老人性うつは、認知症と間違えられやすいといわれています。なぜでしょうか。老人性うつの特徴としては、身体の不調を訴えることが多いようですが、疾患がないのに不調を感じるという症状もあります。また、脳の機能も低下して、記憶力もなくなってしまう症状があります。こうした症状の特徴があることから、認知症と間違ってしまうと考えられるのです。医師が誤診してしまうケースもあるので、一般的な人にとっては、その差を見分けることは難しいこともあるでしょう。ただ、老人性うつであれば、治療薬を飲んで改善していけば、記憶障害も良くなるといえます。そのため、認知症のように記憶障害が進んでいくということも避けることができるのです。また、老人性うつを治療しないでそのままにしおくことで、認知症を引き起こしてしまうこともあります。いずれにせよ、早い段階で医師に診てもらって、老人性うつであればすぐに治療を始めていくのが大切になります。また、老人性うつという病気のことを本人も周囲も認識不足であるがゆえに、病気の発見を遅らせてしまうことも多発しています。老人性うつを発症しているのに、加齢や環境によって性格が変わったということで、クリニックに行こうとも思わないのです。自己中心的になったり、頑固になったり、疑い深くなったり、愚痴っぽくなったというように性格が変化した場合は、注意深くみていきましょう。単純に性格が変化している場合もありますが、老人性うつを発症している場合もあるので、敏感に察知していくことが重要になります。
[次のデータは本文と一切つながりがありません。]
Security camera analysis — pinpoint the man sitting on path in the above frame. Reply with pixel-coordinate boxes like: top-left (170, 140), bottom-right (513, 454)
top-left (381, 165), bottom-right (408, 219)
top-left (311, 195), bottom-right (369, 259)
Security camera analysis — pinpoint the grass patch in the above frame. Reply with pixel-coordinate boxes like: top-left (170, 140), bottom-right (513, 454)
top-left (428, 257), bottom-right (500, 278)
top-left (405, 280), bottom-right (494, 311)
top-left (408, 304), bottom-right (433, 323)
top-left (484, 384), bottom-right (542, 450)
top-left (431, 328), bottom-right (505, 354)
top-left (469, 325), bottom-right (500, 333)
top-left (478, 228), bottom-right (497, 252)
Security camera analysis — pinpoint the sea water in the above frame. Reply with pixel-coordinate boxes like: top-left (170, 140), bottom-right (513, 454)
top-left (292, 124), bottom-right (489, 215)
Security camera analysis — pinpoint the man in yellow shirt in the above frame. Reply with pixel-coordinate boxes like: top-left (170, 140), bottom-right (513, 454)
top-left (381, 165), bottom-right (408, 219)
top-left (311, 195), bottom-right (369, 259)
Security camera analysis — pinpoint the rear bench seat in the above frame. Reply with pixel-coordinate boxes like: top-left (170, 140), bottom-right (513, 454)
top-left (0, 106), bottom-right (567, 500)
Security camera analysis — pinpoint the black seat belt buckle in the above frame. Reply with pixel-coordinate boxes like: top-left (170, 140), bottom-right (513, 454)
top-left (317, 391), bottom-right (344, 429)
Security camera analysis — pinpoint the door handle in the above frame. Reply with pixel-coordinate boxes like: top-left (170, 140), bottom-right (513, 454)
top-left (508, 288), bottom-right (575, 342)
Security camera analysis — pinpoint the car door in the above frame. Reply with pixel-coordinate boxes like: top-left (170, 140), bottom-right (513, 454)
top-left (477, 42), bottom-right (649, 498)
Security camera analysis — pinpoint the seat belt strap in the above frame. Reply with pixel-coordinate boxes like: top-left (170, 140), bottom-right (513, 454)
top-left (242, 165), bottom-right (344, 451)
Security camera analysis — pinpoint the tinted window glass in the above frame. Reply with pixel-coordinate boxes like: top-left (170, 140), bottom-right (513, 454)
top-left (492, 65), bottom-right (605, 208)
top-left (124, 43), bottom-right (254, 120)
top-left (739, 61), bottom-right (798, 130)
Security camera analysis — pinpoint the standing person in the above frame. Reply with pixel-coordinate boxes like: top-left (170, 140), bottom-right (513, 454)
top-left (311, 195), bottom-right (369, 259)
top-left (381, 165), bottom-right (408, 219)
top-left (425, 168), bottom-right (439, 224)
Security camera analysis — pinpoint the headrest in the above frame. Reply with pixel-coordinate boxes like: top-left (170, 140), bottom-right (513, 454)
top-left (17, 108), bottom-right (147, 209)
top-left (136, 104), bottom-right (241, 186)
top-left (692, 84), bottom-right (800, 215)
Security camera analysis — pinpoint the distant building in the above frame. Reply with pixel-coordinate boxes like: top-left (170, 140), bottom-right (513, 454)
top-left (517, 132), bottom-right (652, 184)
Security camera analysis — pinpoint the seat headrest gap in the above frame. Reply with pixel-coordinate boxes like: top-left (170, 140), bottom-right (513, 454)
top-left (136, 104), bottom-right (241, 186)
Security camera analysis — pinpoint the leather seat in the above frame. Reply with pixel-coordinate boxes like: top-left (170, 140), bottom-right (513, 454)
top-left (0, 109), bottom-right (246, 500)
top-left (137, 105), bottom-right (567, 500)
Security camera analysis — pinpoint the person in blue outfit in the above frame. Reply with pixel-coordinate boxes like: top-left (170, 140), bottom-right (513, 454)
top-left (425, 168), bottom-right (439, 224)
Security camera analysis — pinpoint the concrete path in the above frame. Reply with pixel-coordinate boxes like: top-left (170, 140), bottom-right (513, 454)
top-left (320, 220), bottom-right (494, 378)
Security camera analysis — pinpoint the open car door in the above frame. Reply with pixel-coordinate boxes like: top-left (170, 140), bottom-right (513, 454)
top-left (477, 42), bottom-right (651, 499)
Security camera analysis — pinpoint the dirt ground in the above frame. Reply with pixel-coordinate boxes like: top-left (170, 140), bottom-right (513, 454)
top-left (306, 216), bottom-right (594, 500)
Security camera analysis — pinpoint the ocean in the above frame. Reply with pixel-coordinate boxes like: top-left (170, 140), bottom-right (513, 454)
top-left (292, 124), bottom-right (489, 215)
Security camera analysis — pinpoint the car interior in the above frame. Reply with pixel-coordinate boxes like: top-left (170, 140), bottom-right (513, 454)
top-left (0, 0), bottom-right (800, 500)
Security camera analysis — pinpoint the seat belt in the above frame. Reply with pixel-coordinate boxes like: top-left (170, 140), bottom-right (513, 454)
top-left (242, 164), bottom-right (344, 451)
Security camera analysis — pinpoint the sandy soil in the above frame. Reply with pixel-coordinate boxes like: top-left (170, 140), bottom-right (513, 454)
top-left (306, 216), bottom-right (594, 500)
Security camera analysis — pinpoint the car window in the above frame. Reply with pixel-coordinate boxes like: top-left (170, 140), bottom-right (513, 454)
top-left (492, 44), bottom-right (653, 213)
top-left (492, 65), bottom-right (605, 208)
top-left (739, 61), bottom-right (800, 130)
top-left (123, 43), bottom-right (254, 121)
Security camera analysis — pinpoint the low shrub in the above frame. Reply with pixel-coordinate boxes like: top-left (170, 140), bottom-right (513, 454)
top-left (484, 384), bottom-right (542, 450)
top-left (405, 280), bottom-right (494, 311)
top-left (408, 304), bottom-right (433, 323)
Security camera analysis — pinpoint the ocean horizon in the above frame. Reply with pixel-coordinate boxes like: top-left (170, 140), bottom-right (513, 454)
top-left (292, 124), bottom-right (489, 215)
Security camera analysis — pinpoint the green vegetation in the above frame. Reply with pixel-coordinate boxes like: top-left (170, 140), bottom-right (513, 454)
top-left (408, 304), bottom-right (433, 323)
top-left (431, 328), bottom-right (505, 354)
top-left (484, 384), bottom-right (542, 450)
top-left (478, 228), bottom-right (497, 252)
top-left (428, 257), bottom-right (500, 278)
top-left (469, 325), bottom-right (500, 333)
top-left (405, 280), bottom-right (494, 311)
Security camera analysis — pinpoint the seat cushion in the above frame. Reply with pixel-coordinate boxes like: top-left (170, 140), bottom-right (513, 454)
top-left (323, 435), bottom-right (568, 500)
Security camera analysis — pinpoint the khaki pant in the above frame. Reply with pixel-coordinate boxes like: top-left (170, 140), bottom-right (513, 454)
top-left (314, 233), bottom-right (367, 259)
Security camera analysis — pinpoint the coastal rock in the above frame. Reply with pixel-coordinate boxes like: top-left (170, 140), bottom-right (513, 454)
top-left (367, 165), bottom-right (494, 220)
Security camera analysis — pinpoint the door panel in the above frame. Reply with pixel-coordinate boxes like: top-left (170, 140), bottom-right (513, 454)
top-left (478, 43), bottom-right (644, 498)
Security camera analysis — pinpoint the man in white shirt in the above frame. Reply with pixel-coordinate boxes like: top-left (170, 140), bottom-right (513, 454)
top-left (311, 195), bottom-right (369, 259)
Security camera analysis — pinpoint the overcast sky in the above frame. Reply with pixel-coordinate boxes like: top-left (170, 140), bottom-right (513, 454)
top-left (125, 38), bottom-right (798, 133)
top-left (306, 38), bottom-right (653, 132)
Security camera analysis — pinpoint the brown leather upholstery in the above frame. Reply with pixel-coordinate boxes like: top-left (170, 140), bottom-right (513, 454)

今は、人口の約4分の1は65歳以上の高齢者になっている社会です。以前までは、老人性うつは、認知症の前段階という認識が一般的になっており、治療が難しいと思われていました。しかし、今では医学や医療も発展して、老人性うつが病気として正しく理解され、治療が受けられる時代になっています。認知症とは違って、治療効果が高く期待できるので、迷わずに受診することをおすすめします。